Queen Brooks (born 1943) is an artist from Columbus, Ohio, best known for her distinctive, brightly painted, wood-burned pieces. Brooks has been described by The Columbus Dispatch as "one of Ohio’s best-known African-American artists," and by Columbus Museum of Art director Nannette Maciejunes as "a leading arts elder in our community." Brooks is an influential mentor of many younger artists, including psycheñwelic painter April Sunami. She is a past winner of the Lila Wallace, Reader's Digest International Artist Award, which gave her a fellowship in Abidjan, the capital of the West African country of Côte d'Ivoire.

In 2012, the organization known as The HistoryMakers conducted an oral interview with Queen Brooks for its African-American video oral history collection, which aims to cultivate "a more inclusive record of American history."

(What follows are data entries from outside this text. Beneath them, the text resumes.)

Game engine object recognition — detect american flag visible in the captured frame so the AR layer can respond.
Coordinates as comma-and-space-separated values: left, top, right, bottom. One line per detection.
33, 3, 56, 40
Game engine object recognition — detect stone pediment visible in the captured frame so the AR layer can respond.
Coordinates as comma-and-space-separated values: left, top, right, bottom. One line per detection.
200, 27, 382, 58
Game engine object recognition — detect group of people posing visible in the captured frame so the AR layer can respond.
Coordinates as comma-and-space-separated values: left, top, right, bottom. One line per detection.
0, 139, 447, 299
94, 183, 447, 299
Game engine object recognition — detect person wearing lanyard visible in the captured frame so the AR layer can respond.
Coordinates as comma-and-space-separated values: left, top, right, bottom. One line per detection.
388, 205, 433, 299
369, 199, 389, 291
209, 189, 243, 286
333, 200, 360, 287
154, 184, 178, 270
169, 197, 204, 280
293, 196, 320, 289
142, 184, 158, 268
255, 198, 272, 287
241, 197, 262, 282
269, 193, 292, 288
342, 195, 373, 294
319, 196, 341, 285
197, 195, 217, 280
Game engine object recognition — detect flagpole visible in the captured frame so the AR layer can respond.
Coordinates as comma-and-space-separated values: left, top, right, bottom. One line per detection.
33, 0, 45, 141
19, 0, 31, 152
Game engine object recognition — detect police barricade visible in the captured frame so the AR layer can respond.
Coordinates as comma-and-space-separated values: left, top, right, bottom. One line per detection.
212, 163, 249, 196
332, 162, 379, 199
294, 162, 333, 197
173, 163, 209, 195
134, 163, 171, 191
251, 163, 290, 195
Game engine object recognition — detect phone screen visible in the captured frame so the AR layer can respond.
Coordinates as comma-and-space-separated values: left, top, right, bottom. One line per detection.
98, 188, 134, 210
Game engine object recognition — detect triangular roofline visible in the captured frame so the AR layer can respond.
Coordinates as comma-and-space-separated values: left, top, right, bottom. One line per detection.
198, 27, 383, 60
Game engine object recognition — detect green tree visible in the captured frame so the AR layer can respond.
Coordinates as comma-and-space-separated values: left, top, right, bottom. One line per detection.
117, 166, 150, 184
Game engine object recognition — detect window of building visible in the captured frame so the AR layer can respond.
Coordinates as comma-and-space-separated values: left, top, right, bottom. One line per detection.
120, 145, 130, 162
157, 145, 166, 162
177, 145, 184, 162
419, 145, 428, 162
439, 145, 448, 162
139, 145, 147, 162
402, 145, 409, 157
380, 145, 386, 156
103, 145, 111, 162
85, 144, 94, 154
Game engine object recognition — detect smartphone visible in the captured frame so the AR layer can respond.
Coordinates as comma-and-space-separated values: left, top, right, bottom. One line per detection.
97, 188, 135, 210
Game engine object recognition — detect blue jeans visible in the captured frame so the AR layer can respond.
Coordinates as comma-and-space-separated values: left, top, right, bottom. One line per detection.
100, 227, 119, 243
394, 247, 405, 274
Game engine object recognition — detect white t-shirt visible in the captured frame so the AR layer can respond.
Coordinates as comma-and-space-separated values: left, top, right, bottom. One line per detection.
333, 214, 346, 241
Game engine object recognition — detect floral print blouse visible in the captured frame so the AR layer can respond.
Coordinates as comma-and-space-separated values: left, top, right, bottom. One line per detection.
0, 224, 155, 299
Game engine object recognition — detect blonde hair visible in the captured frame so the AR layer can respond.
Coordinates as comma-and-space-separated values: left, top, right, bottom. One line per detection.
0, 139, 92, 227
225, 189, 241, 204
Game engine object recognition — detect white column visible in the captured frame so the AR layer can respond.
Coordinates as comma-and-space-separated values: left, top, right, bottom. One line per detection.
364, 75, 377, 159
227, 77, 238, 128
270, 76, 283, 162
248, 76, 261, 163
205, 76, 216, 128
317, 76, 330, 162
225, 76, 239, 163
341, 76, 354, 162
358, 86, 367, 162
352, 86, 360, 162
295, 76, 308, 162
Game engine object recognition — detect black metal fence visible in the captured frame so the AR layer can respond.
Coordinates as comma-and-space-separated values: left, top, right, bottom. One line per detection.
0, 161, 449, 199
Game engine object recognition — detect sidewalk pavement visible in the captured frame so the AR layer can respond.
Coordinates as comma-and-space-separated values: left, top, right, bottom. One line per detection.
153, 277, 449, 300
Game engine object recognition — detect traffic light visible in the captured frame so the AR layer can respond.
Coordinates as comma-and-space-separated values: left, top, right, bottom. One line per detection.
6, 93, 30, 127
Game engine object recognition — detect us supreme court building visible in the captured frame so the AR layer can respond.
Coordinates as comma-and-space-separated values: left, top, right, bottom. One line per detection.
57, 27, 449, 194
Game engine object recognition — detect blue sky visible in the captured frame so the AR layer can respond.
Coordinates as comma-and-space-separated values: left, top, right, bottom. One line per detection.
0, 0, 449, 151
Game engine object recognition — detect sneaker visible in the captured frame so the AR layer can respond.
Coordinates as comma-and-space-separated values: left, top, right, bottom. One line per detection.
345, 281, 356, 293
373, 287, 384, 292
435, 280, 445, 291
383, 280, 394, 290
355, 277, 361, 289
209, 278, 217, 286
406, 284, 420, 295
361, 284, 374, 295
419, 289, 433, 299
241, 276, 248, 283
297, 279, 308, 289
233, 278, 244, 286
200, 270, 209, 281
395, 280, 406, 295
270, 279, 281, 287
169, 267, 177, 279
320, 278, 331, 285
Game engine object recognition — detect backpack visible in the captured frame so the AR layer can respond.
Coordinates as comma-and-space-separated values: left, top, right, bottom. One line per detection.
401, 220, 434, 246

==Early life and education==
Brooks was nurtured as an artist by a tight-knit group of influential black Columbus-area artists, which included Bill Agnew, nationally famed woodcarver Elijah Pierce, outsider artist "Grandpa Smoky" Brown, MacArthur Fellow Aminah Robinson, and Brooks' own personal mentors, photographer Kojo Kamau, and mixed-media artist Barbara Chavous. She began her arts career teaching arts and crafts at the J. Ashburn Jr. Youth Center in 1980, which is where she first encountered pyrography (wood-burning). After receiving her MFA at Ohio State University, she completed a residency in Abidjan, Ivory Coast, West Africa as the recipient of the 1993 Lila Wallace, Reader’s Digest International Artist Award.

==Appointments==
- Otterbein University - Adjunct Professor, Art, 1995 - 2002
- Ohio Dominican University - Adjunct Professor, Art, 2002 - 2006
- Greater Columbus Arts Council - Art in the House, Lead Artist, 2008–present

==Exhibitions and collections==
Brooks is represented in the permanent collections of the Columbus Museum of Art, the William H. Thomas Gallery, the Martin de Porres Center, the National Afro-American Museum and Cultural Center in Wilberforce, Ohio, and Ohio Dominican and Otterbein Universities, and the King Arts Complex, as well as in private collections across the United States and in the Ivory Coast. Her work is currently on display at the Southern Ohio Museum.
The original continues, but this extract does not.